Breast cancer can be detected in peripheral blood using machine learning via T-cell receptor repertoire

This study investigated the relationship between T-cell receptor (TCR) repertoire in peripheral blood and tumor conditions by comparing blood samples from breast cancer (BC) patients with healthy donors (HDs). Using machine learning techniques, a repertoire-based classification model has been developed that allows accurate identification of previously invisible clinical status of samples. The main purpose of the model is to distinguish blood samples from BC patients and HD (Figure 1).

**Figure 1: Overview of workflows for sample collection, processing, and machine learning analysis.**

Model development follows the methodological approach outlined in the Methods section, and comprehensive results are recorded in Supplementary Table 1 of the Dome Report. All findings are based on data that have undergone appropriate subsampling procedures, as detailed in the Methods section.

Quality control assessment of TCR repertoire data

Several important repertoire characteristics were examined to assess the quality of the data and ensure comparability between groups. The percentage of unproductive sequences (0.09 + – 0.0004) is consistent with previously published datasets from the lab, indicating reliable sequences and annotations. HeatMaps was used to visualize the use patterns of V and J genes. This showed a uniform distribution in all samples with no observable bias between the BC and HD groups (Supplementary Fig. 1A). Furthermore, analysis of the length distribution of CDR3 revealed identical profiles in both cohorts, as shown in the bar plot (Supplementary Fig. 1b). These quality control assessments support the overall reliability of the dataset and ensure that the input features used in downstream machine learning analyses are not confused by technical artifacts or group-specific sequence inconsistencies.

Chronotype quantification and diversity analysis

Initial analysis quantified unique chronotypes in all samples (Supplementary Fig. 1C) revealing statistically significant differences between the BC and HD groups. Specifically, groups include the number of unique sequences (p-value <0.003) and the rare chronotype (p-Value <0.001) (Supplementary Fig. 1d). However, no significant differences were detected in the most abundant chronotypes (Supplementary Fig. 1E).

Further studies investigated diversity indicators such as Gini Diversity, Inverse Simpson Index, and True Diversity (Supplementary Figures 1F, 1G, 1H). These analyses demonstrated statistically significant variation between the BC and HD groups across all three metrics (p-Value <0.005, 0.0007, 0.005, respectively). Despite these findings, the differences were not sufficient for accurate sample classification. This is the main goal. The diversity of the Gini-Simpson Index showed no significant differences between groups (Supplementary Fig. 1i, p-value <0.66).

Evaluation of HLA distribution as a potential confounder

Applying hlaguessr¹⁵ The dataset revealed no significant differences in predicted HLA allele distribution between the BC and HD groups. These findings suggest that HLA composition is unlikely to explain the patterns observed with public TCR chronotypes between the two groups. The estimated HLA profiles were visualized in heatmap (Supplementary Fig. 1J), showing comparable distributions across groups, supporting the conclusion that HLA types are not confounders of the classification framework.

A monitored machine learning approach for sample classification.

Traditional statistical approaches have proved to be insufficient to distinguish BC samples from HD samples, prompting the adoption of supervised machine learning techniques. The dataset consisted of 94 columns (four samples were excluded, see Methods) and 1,156,548 rows. Each column corresponds to a sample (49 HD samples and 45 BC samples) with rows depicting the individual TCR sequence frequencies.
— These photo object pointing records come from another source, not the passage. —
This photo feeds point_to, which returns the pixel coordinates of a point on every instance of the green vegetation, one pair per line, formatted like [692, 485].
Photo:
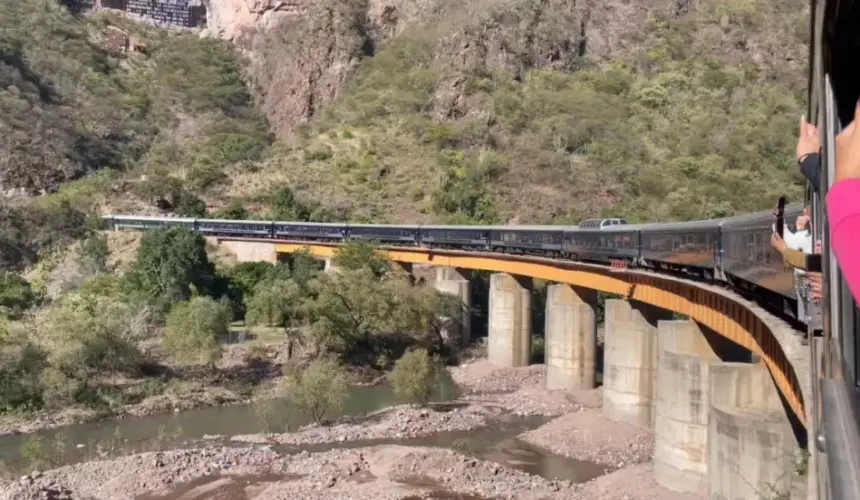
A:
[178, 113]
[493, 114]
[194, 328]
[318, 389]
[417, 376]
[155, 329]
[70, 106]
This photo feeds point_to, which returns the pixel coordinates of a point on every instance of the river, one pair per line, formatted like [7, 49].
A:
[75, 443]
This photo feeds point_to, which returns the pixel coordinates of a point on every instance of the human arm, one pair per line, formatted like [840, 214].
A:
[843, 207]
[807, 153]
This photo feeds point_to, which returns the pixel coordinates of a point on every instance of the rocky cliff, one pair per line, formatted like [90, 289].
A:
[303, 52]
[421, 110]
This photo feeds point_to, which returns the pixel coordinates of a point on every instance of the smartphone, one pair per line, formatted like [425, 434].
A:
[813, 263]
[780, 216]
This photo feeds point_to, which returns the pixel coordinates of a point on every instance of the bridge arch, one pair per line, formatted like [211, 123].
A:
[735, 319]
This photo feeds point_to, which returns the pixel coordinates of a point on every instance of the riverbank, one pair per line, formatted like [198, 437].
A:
[492, 399]
[247, 372]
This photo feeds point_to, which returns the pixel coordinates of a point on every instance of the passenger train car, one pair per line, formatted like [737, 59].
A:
[735, 250]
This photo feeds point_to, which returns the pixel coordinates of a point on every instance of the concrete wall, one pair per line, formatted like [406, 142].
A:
[630, 362]
[509, 321]
[751, 445]
[251, 251]
[684, 358]
[456, 282]
[571, 338]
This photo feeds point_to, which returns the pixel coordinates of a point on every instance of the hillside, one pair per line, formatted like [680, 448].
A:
[514, 111]
[107, 100]
[483, 111]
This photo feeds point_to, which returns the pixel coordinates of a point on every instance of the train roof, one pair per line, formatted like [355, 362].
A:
[407, 226]
[673, 226]
[326, 224]
[792, 210]
[236, 221]
[148, 218]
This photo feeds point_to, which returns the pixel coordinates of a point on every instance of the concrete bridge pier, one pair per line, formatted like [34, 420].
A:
[684, 358]
[751, 444]
[456, 282]
[509, 320]
[571, 337]
[329, 265]
[630, 361]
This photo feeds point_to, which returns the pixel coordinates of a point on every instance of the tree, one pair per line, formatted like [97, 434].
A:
[358, 254]
[21, 364]
[194, 328]
[284, 205]
[87, 335]
[424, 311]
[234, 210]
[351, 306]
[247, 275]
[416, 375]
[170, 262]
[304, 267]
[93, 254]
[319, 389]
[278, 302]
[16, 296]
In particular, 1,014,799 of these sequences were observed only in a single sample (private clone) and left 141,749 sequences displayed in two or more samples (public clones). This model was trained on randomly selected subsamples of data (see Randomly selected columns, see Dome Models) and tested on previously invisible samples (20% of data) to validate the predictive capabilities of the model.
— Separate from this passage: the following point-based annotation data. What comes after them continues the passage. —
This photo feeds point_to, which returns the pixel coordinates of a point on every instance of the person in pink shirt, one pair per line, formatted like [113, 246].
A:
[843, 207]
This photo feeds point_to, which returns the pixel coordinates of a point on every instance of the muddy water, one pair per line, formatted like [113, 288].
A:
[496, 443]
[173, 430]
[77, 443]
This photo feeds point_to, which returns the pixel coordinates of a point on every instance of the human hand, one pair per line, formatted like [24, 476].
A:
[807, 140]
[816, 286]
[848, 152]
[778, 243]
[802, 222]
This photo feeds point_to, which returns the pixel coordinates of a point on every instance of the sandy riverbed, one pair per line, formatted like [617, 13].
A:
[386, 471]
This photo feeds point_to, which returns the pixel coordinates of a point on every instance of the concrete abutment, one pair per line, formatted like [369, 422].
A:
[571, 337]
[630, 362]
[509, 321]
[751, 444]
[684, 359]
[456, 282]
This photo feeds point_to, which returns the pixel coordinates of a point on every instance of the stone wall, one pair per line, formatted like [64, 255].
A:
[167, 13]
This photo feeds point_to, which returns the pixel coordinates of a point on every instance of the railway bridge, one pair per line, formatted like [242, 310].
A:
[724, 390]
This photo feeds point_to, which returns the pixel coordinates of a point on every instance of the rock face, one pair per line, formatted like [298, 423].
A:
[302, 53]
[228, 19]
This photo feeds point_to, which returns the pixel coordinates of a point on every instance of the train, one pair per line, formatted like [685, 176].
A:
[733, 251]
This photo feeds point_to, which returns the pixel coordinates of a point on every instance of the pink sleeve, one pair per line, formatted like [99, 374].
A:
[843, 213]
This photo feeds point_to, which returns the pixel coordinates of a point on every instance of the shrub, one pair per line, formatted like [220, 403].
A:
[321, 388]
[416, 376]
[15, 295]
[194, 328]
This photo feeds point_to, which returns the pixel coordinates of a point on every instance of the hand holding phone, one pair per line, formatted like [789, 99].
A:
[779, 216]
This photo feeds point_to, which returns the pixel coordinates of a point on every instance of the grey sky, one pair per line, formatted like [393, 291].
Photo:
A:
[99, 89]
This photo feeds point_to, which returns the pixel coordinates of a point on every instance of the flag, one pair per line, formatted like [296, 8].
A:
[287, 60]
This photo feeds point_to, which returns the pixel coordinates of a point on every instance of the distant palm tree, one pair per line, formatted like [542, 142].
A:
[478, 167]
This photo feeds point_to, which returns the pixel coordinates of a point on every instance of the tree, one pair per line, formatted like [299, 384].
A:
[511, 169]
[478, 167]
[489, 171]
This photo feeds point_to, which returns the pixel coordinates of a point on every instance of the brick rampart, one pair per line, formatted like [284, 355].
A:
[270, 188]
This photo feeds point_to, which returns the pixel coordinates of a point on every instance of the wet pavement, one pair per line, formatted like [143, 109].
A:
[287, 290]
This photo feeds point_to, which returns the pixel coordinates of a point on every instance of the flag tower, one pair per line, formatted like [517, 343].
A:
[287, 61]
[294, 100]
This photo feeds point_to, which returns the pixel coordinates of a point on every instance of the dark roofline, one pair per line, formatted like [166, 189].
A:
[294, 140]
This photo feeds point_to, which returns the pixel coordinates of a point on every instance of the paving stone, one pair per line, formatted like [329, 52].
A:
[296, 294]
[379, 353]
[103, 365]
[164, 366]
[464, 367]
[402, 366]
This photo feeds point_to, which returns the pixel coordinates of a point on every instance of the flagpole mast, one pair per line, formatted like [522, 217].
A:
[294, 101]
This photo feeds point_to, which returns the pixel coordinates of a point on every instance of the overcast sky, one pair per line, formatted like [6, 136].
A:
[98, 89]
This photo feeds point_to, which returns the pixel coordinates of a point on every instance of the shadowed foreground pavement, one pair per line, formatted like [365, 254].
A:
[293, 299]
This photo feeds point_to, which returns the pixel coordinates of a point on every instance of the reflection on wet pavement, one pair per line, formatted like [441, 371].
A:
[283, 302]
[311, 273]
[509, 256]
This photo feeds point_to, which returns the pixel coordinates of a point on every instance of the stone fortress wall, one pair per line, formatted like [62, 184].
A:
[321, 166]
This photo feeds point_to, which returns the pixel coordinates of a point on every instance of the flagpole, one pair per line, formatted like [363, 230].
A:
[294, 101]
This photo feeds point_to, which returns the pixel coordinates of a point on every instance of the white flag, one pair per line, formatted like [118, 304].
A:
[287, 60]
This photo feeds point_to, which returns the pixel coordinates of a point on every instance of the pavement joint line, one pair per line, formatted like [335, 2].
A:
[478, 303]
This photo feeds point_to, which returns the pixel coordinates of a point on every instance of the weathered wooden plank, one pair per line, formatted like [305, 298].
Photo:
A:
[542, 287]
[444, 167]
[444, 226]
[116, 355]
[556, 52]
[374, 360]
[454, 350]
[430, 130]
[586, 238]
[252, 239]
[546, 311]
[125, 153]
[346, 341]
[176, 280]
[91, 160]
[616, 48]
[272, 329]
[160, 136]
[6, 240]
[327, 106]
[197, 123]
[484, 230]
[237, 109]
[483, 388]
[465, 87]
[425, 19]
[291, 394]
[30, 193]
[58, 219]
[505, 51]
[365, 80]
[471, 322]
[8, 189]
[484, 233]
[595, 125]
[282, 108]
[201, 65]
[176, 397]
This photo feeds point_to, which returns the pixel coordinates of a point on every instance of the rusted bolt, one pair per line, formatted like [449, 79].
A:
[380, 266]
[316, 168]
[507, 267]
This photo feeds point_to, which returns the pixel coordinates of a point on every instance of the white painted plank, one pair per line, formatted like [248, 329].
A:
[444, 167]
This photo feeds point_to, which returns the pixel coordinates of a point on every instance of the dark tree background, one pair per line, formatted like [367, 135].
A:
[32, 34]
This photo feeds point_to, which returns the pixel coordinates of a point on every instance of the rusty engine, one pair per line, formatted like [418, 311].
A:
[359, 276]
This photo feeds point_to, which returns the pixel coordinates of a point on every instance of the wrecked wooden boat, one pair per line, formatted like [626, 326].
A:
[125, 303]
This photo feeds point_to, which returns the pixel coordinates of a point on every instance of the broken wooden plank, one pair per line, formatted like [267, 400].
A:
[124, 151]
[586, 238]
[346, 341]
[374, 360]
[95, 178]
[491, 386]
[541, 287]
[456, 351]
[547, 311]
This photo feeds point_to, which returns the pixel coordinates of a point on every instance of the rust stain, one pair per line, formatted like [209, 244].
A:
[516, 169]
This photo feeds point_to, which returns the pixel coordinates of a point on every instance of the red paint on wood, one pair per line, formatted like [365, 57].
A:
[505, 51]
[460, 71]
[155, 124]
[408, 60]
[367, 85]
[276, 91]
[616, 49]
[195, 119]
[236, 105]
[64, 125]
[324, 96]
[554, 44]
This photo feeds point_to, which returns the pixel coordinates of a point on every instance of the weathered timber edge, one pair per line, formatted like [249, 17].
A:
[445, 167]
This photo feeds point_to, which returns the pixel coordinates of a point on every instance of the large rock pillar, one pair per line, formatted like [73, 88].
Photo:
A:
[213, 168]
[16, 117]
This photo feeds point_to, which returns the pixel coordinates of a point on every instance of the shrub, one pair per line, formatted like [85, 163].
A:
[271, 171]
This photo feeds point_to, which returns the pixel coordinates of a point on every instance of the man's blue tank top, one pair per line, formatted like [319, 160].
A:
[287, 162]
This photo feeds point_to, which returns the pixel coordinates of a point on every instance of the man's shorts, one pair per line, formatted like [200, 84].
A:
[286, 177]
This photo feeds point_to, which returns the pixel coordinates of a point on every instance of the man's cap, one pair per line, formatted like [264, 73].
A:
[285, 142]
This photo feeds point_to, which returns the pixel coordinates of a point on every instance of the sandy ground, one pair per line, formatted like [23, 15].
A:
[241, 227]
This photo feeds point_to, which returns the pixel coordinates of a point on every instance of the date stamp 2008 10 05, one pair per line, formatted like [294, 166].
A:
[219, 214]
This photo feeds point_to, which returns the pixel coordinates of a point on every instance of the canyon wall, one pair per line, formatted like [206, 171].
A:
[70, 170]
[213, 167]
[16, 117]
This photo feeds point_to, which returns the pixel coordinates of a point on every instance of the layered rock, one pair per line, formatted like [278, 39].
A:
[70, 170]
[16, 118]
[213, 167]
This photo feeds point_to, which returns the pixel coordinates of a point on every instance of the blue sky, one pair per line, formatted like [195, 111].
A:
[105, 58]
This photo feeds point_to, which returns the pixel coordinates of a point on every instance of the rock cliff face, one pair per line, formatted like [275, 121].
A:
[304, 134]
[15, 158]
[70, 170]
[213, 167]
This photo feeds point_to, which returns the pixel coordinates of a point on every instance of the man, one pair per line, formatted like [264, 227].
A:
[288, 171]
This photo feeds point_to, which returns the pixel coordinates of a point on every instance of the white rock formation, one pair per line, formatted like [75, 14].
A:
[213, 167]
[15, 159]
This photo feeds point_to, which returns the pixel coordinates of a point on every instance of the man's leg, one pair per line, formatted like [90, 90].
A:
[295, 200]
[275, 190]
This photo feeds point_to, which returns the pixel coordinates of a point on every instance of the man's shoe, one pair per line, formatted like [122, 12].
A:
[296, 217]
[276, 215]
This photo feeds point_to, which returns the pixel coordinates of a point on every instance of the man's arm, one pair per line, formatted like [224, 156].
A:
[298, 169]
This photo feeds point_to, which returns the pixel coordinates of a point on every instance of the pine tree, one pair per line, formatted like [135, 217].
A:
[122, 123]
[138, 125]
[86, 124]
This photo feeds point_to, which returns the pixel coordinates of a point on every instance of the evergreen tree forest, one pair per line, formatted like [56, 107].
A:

The training set was further divided into sub-training and validation sets. To facilitate understanding of the workflow, an overview of the data partitions and training processes is shown in Figure 2 and Supplementary Figure 2. The feature selection methodology used works by selecting TCRS for the model based on the public chronotype, including only the general ones across the sample. Starting with the most frequent clones of the top 600 in the sub-training set, we narrowed this down to 10 key features (clones) using a selection from the models (SFM). Using these 10 features, we trained eight different models and evaluated performance on a validation set to select the best performance model. To ensure robustness and reliability of the model selection process, we repeated the entire procedure and selected 100 times, each using a different split of training data. The results of these 100 iterations of the model selection process showed that all three most frequently selected models were boost models, Adaboost (ADAB), gradient boost machine (GBM), and XGBoost (XGB). These three models were selected in 44 of the 100 iterations, all using LR as the estimator for the SFM. Based on this consistency, I decided to proceed with the XGB model. Furthermore, we analyzed 10 features selected in each of these 44 iterations and found that only 16 unique features were repeatedly selected. As a result, we continued these 16 unique features for further analysis.
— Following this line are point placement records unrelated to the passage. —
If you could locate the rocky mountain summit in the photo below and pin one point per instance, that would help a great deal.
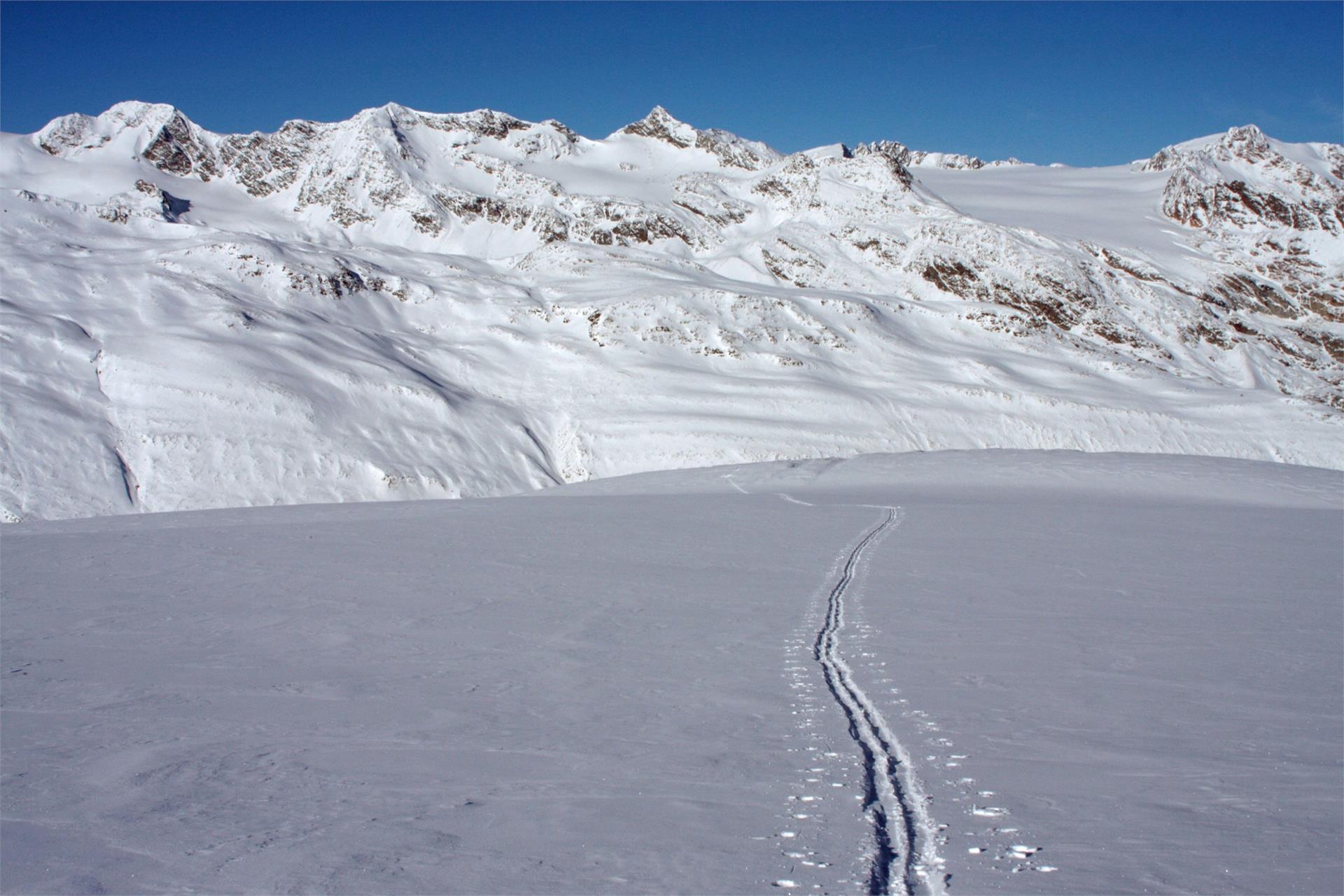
(410, 305)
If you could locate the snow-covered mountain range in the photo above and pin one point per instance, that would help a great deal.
(417, 305)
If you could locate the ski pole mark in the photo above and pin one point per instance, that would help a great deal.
(906, 856)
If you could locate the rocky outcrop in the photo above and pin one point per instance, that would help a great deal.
(1241, 181)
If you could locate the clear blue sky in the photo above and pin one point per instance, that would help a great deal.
(1082, 83)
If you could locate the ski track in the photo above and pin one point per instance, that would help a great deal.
(906, 859)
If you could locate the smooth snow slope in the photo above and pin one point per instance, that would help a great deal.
(409, 305)
(1107, 673)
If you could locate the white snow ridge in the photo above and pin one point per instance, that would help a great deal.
(881, 522)
(417, 305)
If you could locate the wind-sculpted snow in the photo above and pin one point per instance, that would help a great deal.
(1054, 673)
(438, 305)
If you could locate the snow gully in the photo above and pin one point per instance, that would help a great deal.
(905, 858)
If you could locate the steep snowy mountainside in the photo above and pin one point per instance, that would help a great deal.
(409, 305)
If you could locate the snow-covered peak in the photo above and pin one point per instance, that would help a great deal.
(88, 132)
(1242, 178)
(924, 159)
(730, 149)
(660, 125)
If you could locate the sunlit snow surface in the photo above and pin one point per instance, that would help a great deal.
(1109, 673)
(257, 347)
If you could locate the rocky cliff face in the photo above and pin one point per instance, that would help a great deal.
(470, 304)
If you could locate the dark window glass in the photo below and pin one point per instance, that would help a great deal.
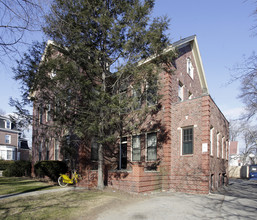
(187, 141)
(136, 151)
(151, 146)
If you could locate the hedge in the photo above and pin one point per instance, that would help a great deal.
(5, 163)
(51, 169)
(18, 168)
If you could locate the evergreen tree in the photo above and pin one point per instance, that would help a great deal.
(97, 70)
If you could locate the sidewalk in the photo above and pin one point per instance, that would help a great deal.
(34, 193)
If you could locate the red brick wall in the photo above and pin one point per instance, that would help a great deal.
(191, 173)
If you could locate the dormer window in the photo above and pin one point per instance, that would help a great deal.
(8, 124)
(52, 74)
(180, 91)
(190, 68)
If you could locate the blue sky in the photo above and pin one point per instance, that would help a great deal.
(224, 37)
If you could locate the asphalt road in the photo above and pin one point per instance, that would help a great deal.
(237, 201)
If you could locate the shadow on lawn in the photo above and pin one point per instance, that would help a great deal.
(25, 191)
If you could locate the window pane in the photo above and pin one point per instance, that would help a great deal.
(7, 139)
(136, 148)
(9, 155)
(151, 146)
(187, 141)
(94, 150)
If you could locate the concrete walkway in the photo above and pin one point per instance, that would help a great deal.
(38, 192)
(238, 201)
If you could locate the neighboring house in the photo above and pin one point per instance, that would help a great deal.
(234, 157)
(183, 147)
(12, 146)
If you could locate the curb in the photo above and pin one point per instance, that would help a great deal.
(34, 193)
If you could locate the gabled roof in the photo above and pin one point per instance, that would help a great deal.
(191, 40)
(233, 148)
**Figure 2: A flow chart of an overview of the workflow for model development and evaluation.**

Based on previous experiences (other work in the lab), we added another step to feature selection. In this step, we refine our set of 16 features and narrow it down to the optimal subset of 10 features. The training data was split into sub-training and validation sets, and the SFM algorithm was applied using an LR estimator to reorganize the XGB model. This procedure was repeated for 10 different splits of training data. See Supplementary Table 2 for the 10 features selected in each split. For each of the 10 different data splits, the performance of the model was assessed by calculating the AUC scores of the validation set. This was followed by reorganizing the model across the training set (combining subtraining and validation) and assessing performance over multiple subsamplings of the test set. For each of the 10 splits, see Supplementary Table 3 for various performance metrics for the model for multiple subsampling of the test set. The best models were chosen based on their performance and given priority to models demonstrating optimal matching of AUC scores in both validation and test sets. The winning model achieved an AUC of 1.0 in the validation set and an average AUC of 0.96 across multiple subsamplings of the test set (Feature Set #7) (Fig. 3A). The confusion matrix of the winning model for the test set is shown in Figure 3b.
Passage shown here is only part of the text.